Brisbane Dental Health For Babies
The first signs of your child’s baby teeth coming will often be with discomfort, sore ears and temperatures that leave you scratching you head wondering why. We always recommend visiting your GP in these circumstances to confirm. It’s best to never assume! The level on discomfort differs from child to child. When your child is teething it can be a very tough job for Mum or Dad to make them comfortable. But a combination of loving attention, bonjella, chilled but not frozen teething rings or washcloths, and dummies (don’t use honey or jam on them as this causes decay) often does the trick.
Your child’s baby teeth will start to appear, often with the central bottom teeth first, anywhere between 4 months and 10 months. Like every developmental milestone, the point at which your baby gets their teeth is an individual thing and you shouldn’t worry if their teeth appear earlier or later than other kids their age.
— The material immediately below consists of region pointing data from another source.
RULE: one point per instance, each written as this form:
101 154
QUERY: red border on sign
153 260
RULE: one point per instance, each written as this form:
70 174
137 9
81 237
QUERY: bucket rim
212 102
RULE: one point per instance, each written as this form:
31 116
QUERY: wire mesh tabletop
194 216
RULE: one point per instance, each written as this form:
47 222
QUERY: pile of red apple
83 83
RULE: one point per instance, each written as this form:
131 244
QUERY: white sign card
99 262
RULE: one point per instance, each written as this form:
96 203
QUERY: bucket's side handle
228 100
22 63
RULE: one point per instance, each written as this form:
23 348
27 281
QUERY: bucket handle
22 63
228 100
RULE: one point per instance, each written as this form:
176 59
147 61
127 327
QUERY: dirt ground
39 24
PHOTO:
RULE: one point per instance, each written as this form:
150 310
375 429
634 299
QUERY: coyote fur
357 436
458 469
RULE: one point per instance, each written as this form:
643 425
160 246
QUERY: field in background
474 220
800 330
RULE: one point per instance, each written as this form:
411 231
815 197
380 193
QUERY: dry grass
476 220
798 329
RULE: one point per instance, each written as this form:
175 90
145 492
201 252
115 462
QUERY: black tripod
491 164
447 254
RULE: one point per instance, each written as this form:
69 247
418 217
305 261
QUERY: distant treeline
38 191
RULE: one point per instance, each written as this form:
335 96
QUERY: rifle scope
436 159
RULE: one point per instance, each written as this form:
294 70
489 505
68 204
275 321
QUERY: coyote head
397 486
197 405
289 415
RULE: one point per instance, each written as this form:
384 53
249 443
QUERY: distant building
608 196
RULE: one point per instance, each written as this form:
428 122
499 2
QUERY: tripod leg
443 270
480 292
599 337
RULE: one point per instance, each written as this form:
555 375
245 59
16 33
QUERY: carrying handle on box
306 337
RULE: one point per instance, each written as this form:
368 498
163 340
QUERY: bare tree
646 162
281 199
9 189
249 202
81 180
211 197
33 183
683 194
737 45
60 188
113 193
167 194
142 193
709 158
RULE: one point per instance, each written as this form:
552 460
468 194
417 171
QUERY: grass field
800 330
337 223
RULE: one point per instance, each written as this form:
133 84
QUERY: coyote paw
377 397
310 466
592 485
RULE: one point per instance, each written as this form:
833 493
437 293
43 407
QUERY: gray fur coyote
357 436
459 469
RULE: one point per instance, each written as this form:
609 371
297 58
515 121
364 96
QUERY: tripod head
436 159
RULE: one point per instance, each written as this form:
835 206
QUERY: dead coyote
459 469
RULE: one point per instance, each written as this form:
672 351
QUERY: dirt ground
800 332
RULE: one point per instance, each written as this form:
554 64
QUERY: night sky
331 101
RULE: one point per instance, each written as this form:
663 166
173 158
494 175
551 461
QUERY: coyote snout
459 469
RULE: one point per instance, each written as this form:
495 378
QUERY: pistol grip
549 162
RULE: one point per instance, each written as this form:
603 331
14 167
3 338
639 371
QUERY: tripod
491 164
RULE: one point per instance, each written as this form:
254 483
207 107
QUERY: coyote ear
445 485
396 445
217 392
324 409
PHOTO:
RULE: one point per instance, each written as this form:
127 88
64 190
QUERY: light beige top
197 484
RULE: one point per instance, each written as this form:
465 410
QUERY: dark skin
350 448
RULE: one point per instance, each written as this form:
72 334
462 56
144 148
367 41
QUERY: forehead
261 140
If you have any concerns in this regard, our dentists will be able to answer any questions you might have.
Your baby’s first dentist visit
The ADA (Australian Dental Association) recommends your baby to see the dentist for the first time when their first tooth becomes visible or when they reach 12 months of age – whichever comes first. Whilst no dental treatment as such may be done until your baby has a full set of teeth, which usually takes place by the age of 3, the earlier your child visits the dentist the better. Usually, your child’s first visit to the dentist will involve a fun ride in our “magic chair” the dentist and or oral health therapist making balloon animals and if given the opportunity, count and examine the existing teeth and discuss:
- Brushing techniques
- Bite (how your children’s teeth come together)
- Habits such as thumb sucking
- The risk of decay and how to prevent it
- Prevention of traumatic injury to your child’s mouth
- Nutritional advice
At NB Dental we always encourage positive dental experiences and pride ourselves on making positive and fun experiences for children when they visit. We also encourage parents to also be positive about these visits. Never use the dentist as a deterrent for bad behaviour such as not brushing teeth, and remember that the dental team is well-trained in dealing with babies and young children.
How do I brush my baby’s teeth?
Dental health is an ongoing process throughout a child’s life, and good dental health practices should be encouraged early on so your child sees them as a normal part of life. Even if your child only has a few teeth, bacteria can get in and start causing decay, so you should start brushing your child’s teeth as soon as the first tooth erupts. One great way to get your child used to teeth cleaning is to wipe their gums with a soft cloth twice a day as an infant before the first tooth arrives.
As soon as the teeth appear, you can switch to using a soft children’s brush, with no toothpaste until 18 months of age, while your child lies on your lap or on a bed. And yes flossing is necessary; your dentist can show you the correct technique to floss your child’s mouth.